Middle income households facing work and housing struggles

21st February 2024

The ‘squeezed middle’ has been labelled the ‘precarious middle’ with those on middle incomes struggling to save, and more likely than before to be in insecure jobs and insecure homes. For single parents, the problem is particularly acute, with those who are in work more likely to be in insecure work than not according to research by the Financial Fairness Trust and the London School of Economics.

The research found that job insecurity among the middle third of the income distribution appears to have got worse since it was highlighted nearly thirty years ago. In particular, insecure work has grown sharply for single adults. Lone parents are more likely to work than a decade ago, but even on middle incomes most of their jobs are now insecure.

For singles without children on middle incomes, job insecurity has also grown. In contrast, for those on middle incomes in couples, there’s a three in four chance that one partner has secure work. Three in ten private tenants in the middle have ‘unaffordable’ rents, defined as spending more than a third of their income on housing costs. This combines with the insecurity of private renting.

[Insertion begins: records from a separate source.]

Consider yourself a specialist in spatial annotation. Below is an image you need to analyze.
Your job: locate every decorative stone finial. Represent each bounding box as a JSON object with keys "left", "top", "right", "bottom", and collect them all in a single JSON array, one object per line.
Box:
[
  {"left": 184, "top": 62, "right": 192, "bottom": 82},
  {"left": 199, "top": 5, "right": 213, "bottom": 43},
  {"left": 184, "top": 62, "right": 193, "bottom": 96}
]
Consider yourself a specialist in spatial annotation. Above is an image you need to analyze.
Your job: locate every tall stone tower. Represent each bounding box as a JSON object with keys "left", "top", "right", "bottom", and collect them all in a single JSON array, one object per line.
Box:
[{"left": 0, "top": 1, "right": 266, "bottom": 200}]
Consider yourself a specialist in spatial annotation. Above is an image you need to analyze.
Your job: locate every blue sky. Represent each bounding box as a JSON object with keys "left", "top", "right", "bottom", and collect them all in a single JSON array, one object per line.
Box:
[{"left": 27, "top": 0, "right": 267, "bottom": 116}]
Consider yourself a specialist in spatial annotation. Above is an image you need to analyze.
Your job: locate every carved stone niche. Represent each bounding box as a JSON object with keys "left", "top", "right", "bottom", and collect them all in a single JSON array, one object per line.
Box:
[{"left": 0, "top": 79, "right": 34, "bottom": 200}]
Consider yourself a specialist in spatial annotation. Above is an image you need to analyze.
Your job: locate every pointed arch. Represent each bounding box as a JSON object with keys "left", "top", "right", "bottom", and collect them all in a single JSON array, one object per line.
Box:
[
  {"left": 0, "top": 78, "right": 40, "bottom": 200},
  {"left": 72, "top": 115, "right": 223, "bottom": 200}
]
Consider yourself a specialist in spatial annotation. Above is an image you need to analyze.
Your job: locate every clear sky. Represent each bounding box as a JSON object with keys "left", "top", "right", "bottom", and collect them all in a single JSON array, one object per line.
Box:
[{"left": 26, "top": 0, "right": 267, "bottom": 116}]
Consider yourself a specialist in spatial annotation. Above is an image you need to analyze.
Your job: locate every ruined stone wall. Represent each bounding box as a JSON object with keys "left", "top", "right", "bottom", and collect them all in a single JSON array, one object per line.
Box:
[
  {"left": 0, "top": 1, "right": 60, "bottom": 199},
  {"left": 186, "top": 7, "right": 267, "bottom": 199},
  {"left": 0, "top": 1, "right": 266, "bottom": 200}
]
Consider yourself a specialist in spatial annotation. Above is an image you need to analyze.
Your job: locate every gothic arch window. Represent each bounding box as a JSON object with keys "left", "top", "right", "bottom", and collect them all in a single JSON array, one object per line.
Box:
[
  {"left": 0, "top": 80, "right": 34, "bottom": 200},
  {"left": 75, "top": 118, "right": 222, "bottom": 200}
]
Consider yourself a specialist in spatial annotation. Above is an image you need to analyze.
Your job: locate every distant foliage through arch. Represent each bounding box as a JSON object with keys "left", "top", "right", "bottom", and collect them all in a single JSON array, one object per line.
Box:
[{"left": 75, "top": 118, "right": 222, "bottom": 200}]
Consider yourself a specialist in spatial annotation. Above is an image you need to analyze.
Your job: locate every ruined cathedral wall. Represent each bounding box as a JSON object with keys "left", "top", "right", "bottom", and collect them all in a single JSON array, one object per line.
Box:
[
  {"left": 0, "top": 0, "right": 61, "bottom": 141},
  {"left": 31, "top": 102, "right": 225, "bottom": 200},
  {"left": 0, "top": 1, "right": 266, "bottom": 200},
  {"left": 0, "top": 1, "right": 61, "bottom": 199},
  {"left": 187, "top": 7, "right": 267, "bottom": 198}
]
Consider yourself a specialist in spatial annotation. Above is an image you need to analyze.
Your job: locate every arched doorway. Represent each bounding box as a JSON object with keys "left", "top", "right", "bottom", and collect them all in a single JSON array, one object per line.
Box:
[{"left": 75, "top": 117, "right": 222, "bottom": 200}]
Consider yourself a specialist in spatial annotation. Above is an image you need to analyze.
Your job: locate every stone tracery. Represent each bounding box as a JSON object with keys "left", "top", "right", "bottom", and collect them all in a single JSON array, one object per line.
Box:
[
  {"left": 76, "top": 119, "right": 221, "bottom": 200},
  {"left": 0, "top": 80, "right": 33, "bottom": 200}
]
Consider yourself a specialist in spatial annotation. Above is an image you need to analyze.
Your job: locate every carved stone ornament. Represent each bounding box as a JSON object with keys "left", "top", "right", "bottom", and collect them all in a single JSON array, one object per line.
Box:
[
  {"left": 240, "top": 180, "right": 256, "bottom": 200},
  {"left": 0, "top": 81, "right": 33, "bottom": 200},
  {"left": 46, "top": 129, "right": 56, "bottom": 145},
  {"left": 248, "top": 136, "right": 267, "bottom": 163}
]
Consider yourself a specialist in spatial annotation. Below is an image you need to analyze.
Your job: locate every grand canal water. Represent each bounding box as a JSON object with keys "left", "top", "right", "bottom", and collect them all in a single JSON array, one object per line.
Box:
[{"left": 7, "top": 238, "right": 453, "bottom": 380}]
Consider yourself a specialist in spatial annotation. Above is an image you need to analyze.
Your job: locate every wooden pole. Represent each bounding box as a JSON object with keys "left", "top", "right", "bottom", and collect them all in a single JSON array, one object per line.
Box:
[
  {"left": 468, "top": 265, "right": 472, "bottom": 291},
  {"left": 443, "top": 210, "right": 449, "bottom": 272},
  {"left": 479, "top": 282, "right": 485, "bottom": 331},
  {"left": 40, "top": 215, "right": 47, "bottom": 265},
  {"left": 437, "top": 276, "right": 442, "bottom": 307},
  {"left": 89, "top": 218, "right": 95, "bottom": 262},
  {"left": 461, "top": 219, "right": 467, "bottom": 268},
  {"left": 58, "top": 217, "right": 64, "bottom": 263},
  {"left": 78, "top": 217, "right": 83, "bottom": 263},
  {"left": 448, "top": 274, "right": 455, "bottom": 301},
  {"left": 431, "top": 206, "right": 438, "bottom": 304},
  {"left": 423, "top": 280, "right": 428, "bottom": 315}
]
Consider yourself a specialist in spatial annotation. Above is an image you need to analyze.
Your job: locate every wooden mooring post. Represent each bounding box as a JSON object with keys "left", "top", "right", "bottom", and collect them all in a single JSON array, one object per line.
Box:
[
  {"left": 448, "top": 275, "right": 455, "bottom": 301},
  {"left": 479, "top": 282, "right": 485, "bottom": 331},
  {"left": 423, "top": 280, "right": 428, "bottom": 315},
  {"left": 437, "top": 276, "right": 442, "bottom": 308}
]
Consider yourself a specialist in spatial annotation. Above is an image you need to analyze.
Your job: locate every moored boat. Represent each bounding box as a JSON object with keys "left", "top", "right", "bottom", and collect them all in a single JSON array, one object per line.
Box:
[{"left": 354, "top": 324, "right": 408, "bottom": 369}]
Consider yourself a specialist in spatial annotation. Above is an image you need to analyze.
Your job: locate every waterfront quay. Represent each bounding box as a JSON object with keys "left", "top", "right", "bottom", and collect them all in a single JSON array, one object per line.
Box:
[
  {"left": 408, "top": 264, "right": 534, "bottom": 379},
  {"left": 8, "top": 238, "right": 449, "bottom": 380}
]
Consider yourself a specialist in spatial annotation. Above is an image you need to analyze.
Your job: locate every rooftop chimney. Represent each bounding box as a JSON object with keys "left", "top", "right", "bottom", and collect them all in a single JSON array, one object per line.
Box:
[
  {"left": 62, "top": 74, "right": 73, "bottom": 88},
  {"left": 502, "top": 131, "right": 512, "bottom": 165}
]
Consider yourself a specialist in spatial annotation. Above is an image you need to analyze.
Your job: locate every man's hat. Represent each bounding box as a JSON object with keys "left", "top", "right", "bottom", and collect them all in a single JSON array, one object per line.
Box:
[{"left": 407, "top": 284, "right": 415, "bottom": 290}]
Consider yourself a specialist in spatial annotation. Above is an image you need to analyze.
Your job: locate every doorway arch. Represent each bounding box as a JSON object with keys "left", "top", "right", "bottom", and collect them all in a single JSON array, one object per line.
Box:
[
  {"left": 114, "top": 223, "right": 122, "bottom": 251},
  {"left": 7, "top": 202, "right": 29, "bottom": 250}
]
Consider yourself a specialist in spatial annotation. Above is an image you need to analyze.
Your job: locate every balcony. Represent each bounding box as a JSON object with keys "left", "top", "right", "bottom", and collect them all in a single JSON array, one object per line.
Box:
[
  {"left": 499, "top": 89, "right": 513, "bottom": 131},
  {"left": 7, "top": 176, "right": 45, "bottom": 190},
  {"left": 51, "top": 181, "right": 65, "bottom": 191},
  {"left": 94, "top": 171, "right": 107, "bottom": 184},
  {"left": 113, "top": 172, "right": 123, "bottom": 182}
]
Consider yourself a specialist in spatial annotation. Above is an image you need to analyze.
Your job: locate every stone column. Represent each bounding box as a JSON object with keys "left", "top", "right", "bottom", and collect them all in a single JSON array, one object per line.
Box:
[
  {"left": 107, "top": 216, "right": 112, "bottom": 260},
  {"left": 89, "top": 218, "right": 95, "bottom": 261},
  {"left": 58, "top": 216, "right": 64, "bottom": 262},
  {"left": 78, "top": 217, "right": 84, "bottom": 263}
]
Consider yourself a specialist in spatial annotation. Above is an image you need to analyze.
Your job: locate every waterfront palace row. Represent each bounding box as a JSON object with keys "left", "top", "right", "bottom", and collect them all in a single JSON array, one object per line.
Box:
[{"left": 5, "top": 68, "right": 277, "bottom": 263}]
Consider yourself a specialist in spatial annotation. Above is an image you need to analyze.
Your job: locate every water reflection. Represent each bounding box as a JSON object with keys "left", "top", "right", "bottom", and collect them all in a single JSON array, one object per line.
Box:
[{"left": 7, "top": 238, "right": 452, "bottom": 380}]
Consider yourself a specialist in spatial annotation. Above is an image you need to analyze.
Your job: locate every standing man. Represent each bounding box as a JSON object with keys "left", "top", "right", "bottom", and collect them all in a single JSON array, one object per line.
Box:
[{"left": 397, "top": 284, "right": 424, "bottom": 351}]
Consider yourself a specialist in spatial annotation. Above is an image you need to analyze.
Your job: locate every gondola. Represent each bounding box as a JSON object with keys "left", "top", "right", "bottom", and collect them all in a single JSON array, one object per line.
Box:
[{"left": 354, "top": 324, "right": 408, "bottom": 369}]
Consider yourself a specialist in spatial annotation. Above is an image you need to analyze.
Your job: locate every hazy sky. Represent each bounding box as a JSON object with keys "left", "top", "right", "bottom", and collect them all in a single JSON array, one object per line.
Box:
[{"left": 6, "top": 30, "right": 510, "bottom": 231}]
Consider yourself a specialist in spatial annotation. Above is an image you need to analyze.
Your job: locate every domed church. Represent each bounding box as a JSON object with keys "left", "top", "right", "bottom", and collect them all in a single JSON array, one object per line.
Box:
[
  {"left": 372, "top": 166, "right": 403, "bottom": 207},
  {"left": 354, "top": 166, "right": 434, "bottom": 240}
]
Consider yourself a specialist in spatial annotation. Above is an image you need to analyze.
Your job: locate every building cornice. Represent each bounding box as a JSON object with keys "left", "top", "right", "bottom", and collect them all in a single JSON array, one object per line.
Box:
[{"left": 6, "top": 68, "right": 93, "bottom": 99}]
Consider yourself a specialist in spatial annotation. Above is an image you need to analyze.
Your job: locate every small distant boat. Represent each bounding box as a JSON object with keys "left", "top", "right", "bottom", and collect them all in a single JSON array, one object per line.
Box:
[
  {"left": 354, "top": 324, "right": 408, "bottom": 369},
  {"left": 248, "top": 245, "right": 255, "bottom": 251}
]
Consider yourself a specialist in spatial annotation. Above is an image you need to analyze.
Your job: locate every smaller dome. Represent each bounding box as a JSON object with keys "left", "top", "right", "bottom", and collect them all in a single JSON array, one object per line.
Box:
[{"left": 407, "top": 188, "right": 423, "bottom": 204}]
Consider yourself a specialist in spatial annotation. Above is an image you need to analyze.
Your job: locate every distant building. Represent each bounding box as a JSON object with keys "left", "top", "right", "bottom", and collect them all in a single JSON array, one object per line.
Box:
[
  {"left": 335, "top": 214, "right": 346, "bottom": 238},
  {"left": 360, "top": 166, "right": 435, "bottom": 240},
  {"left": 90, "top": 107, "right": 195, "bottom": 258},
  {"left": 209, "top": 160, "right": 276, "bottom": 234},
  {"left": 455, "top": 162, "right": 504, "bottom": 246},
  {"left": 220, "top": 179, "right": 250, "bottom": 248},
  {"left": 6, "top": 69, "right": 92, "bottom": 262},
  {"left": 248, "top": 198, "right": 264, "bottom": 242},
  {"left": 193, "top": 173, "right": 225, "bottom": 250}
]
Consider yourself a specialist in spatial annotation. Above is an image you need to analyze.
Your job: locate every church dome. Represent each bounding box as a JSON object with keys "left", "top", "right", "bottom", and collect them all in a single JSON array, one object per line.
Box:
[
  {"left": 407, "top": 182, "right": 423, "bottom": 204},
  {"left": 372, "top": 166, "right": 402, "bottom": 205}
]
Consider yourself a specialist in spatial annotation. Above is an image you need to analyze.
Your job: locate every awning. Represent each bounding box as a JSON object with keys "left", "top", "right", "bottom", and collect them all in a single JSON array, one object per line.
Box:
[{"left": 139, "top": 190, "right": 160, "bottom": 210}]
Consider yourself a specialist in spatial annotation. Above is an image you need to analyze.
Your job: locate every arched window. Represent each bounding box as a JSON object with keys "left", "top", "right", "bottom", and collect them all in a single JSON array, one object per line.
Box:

People in their 30s are most likely to face the insecurity and high costs of being private tenants, and there are as many private tenants on middle incomes as on low incomes in this age group.

Rising interest rates could cause the proportion of households with unaffordable mortgages to almost double, from 10% to 19%. People on middle incomes face a high chance of being lower down the income distribution next year, due largely to unstable job markets. A household in the middle fifth of the income distribution has a one in three chance of being in the bottom 40% in the following year. There’s also a one in ten chance they would be in the bottom 20%, probably below the poverty line.

The report highlights the importance of helping people on middle incomes to save. Increased income insecurity makes it all the more important to be able to save for a rainy day. But the report calculates that middle-income households building rainy day and pension savings, while also paying back student loans and facing high housing costs, can be left with too little remaining income for acceptable living standards.

Professor Hirsch, Policy Advisor at abrdn Financial Fairness Trust, said “Being on a middle income does not make people secure. In the present cost of living crisis, the vulnerabilities of people on modest incomes have become more apparent. They face significant uncertainties, and are rightly encouraged to save both for rainy days and their retirement. Yet if they are also paying off student debt and have high housing costs, it becomes difficult to maintain a decent living standard today – even at the minimum level often associated with lower income groups.

“Measures to improve predictability, stability and the right to flexible working had been promised for the present Parliament, but were not delivered. In the coming Parliament, this should be a priority.”